Por Germán Ayala Osorio
Los colombianos llegarán a la
próxima contienda electoral acosados por los efectos que dejaron el proceso de
paz de La Habana y el plebiscito por la paz, instancias que dividieron el país
entre “patriotas” y “pro-guerrilleros”. Sin
duda alguna, un reduccionismo que sirvió de excusa para dividir a la sociedad
entre el Sí y el No, es decir, entre “buenos” y “malos”; esa caricatura del
país sostiene ética, moral y políticamente las candidaturas de Paloma Valencia
y Abelardo de la Espriella basadas en la defensa de la Patria a partir de la
aplicación sin límites de ninguna clase del principio weberiano de la violencia
legítima del Estado a través de la política de seguridad
democrática, la misma con la que se “justificaron” por lo menos 6402 ejecuciones extrajudiciales
(falsos positivos). Asociado a este, se escuchan frases como “vamos a recuperar
el rumbo, al país; vamos a reconstruir a Colombia”, expresiones que dan
cuenta de la lectura simplista, mentirosa y moralizante de una derecha que no
supera haber perdido la Casa de Nariño con Gustavo Petro.

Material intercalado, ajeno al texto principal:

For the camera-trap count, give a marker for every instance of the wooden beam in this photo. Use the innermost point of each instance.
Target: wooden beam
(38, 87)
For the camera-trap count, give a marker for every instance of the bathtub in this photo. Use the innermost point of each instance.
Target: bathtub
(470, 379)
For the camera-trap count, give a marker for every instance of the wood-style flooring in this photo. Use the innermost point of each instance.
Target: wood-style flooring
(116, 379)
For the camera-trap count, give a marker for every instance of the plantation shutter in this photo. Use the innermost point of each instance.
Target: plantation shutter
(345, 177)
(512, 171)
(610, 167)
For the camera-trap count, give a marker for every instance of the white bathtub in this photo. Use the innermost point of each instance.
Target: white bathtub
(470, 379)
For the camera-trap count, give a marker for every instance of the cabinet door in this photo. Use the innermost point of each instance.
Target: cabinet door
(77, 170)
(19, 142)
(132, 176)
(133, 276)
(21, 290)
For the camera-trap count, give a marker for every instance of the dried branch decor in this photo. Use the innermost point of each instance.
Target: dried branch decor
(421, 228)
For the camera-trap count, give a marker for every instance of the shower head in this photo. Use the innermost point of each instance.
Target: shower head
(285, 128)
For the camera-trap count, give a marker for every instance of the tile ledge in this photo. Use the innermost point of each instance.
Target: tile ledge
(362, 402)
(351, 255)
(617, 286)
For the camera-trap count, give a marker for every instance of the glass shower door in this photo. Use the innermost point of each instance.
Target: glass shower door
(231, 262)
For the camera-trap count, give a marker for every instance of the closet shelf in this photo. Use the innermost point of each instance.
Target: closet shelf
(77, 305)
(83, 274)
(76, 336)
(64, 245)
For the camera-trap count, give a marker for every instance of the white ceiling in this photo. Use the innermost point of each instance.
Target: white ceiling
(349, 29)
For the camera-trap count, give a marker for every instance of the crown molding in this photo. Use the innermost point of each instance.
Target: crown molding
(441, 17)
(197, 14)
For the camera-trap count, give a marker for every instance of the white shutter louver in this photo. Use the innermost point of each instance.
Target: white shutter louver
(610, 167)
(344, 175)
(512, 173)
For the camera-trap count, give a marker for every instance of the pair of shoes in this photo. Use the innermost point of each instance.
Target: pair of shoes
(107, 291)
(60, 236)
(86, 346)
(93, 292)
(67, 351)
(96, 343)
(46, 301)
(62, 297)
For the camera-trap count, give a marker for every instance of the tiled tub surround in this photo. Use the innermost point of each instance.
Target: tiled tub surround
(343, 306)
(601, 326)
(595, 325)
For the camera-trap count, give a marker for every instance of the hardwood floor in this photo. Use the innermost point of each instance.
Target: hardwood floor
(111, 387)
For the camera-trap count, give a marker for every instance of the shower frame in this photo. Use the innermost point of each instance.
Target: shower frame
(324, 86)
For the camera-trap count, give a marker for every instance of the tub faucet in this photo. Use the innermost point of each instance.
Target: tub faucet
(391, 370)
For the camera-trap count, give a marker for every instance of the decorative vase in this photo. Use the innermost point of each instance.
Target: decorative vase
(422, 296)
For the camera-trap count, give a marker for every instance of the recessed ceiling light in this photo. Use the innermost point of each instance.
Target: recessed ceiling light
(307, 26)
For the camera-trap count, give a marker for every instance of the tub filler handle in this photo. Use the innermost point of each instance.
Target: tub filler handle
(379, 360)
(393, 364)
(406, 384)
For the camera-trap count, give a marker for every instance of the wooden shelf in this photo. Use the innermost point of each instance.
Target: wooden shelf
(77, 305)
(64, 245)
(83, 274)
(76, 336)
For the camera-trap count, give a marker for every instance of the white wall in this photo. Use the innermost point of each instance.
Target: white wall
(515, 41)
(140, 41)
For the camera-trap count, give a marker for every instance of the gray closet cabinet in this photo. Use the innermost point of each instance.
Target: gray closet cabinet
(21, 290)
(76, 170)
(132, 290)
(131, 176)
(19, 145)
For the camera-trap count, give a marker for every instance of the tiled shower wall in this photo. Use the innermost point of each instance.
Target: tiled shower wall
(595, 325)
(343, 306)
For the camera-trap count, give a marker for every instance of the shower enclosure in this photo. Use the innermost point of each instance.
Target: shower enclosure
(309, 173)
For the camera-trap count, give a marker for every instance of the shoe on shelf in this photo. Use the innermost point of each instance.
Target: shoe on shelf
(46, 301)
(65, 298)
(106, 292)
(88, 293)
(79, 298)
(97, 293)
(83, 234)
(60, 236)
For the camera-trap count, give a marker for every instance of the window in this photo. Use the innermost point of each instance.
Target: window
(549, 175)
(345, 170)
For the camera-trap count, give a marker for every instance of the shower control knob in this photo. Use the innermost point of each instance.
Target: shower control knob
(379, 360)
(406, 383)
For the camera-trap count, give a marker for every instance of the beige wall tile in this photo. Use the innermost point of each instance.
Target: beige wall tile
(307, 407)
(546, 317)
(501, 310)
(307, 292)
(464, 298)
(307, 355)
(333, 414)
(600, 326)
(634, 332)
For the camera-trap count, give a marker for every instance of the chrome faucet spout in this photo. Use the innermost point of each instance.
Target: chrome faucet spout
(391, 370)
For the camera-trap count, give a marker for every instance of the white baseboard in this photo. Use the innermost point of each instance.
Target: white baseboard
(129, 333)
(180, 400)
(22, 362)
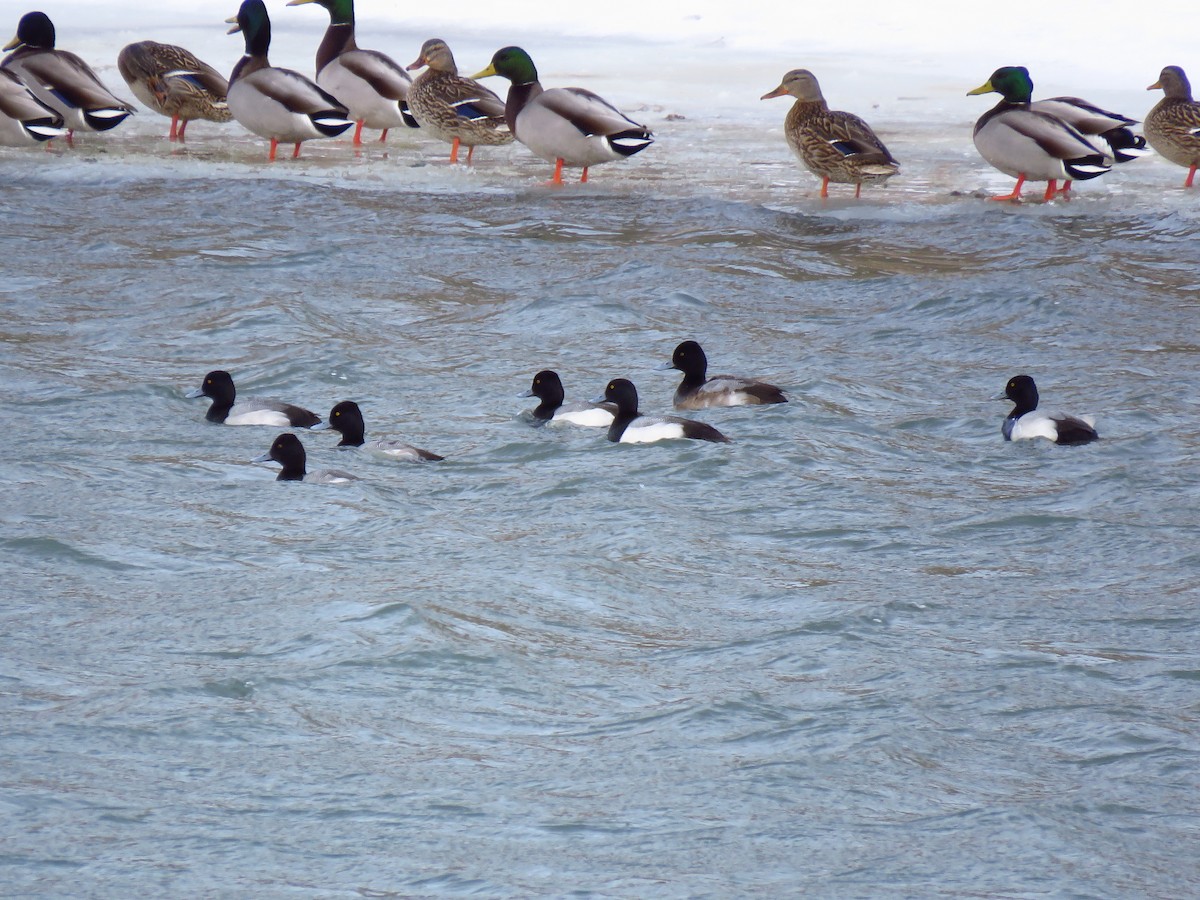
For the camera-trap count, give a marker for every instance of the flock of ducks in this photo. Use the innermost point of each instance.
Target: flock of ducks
(616, 411)
(46, 93)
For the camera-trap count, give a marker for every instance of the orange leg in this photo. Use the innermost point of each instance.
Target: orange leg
(1017, 191)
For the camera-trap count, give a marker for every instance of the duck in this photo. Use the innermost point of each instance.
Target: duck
(372, 85)
(1027, 421)
(1032, 145)
(453, 108)
(24, 119)
(834, 145)
(1173, 126)
(227, 409)
(631, 427)
(547, 387)
(697, 391)
(347, 419)
(60, 79)
(567, 126)
(288, 451)
(174, 82)
(277, 103)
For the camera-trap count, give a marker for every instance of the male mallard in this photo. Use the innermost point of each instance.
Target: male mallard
(60, 79)
(277, 103)
(24, 119)
(372, 85)
(837, 147)
(568, 126)
(1032, 145)
(453, 108)
(1173, 126)
(173, 82)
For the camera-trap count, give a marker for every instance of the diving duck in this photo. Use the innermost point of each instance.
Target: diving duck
(277, 103)
(1032, 145)
(454, 108)
(1173, 126)
(568, 126)
(1027, 421)
(372, 85)
(60, 79)
(173, 82)
(24, 119)
(699, 391)
(834, 145)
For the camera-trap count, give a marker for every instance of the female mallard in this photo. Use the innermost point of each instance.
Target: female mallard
(568, 126)
(1173, 126)
(173, 82)
(24, 119)
(60, 79)
(277, 103)
(837, 147)
(453, 108)
(1032, 145)
(373, 87)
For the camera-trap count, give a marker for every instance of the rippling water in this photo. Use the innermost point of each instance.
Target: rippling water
(867, 649)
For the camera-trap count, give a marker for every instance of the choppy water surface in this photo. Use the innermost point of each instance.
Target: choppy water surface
(867, 649)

Mientras que el candidato del
progresismo Iván Cepeda Castro representa a las víctimas del Estado fruto de la
aplicación de la seguridad democrática de la mano del principio de la “enemigo
interno”, Paloma Valencia y De la Espriella representan a quienes le apuestan
al regreso a los tiempos en los que comandantes militares exigían a sus
subalternos “litros de sangre” y gritaban “a mi no me traiga detenidos”.
Si se examina con atención entre
las dos lecturas o formas de representación de la realidad del país aparece una
idea de la paz que reeditará la insondable división que dejaron el proceso de
paz de La Habana y el plebiscito por la paz. El fracaso de la paz total es el
combustible con el que se mueven las fuerzas sociales, económicas y políticas
que nos quieren regresar a los tiempos en los que los paramilitares fungían
como agentes bisagra o simplemente fueron la autoridad estatal en vastos
territorios.
La siguiente anécdota de alguna
manera explica el nivel de crispación ideológica y la animadversión hacia todo
lo que haga referencia a la pacificación por las buenas del país, a la
izquierda y al pensar diferente.
Venía caminando muy cerca de mi
lugar de residencia. En sentido contrario venía una señora de unos 70 años, con
una sombrilla, protegiéndose de un sol canicular. Al cruzarnos se detuvo y me
preguntó que si podía hacerle un favor. A lo que accedí con un sí y una tímida
pregunta: de qué se trata, señora.
La dama respondió: “que me acompañe
a rezar para que nuestro señor Jesucristo no permita que un guerrillero y ateo
resulte elegido presidente de la República”. Aunque sorprendido, le
respondí: “no señora”. Su reacción a modo de pregunta fue contundente: “¿Es
usted guerrillero, ateo? Le dije que no, pero que apoyaba el proyecto
progresista. Seguí mi camino y la “cucha” se quedó gritando “ateo,
guerrillero, satanás, te irás al infierno”.
La escena me hizo pensar en qué
le habrá pasado a la señora para llegar a ese punto de mendigar oraciones a un
extraño para “salvar a Colombia de ser gobernada por un guerrillero y ateo”,
en referencia directa a Iván Cepeda. No es necesario explicar que Cepeda jamás
empuñó un fusil y desconozco si cree o no en Dios, asunto que me resulta irrelevante,
aunque peligroso cuando se usa políticamente.
Llegué a pensar que la “cuchita” aún
vivía en los tiempos de la campaña Petro presidente, quien como todos saben
militó en el M-19. Hasta donde sé, Petro defiende los principios de la Teología
de la Liberación y es creyente. De lo que sí estoy seguro es que la señora no
había despertado de un coma inducido justo antes del inicio de la campaña
presidencial que finalmente llevó a la presidencia de Colombia al primer y último exguerrillero.
Mientras me llega la hora de irme
para el infierno al que me mandó la “cucha buscadora" de feligreses que la acompañen
en su particular cruzada, seguiré escribiendo columnas (o calumnas)
sobre los asuntos y problemas de una sociedad premoderna, conservadora, goda,
puritana, morbosa y de doble moral que insiste en mezclar política, religión, fe y altas dosis de ignorancia. La paz política seguirá siendo un materia pendiente, cualquiera sea el presidente
de la República porque las guerrillas se transformaron en carteles, en mafiosos de camuflado como los llamó Petro.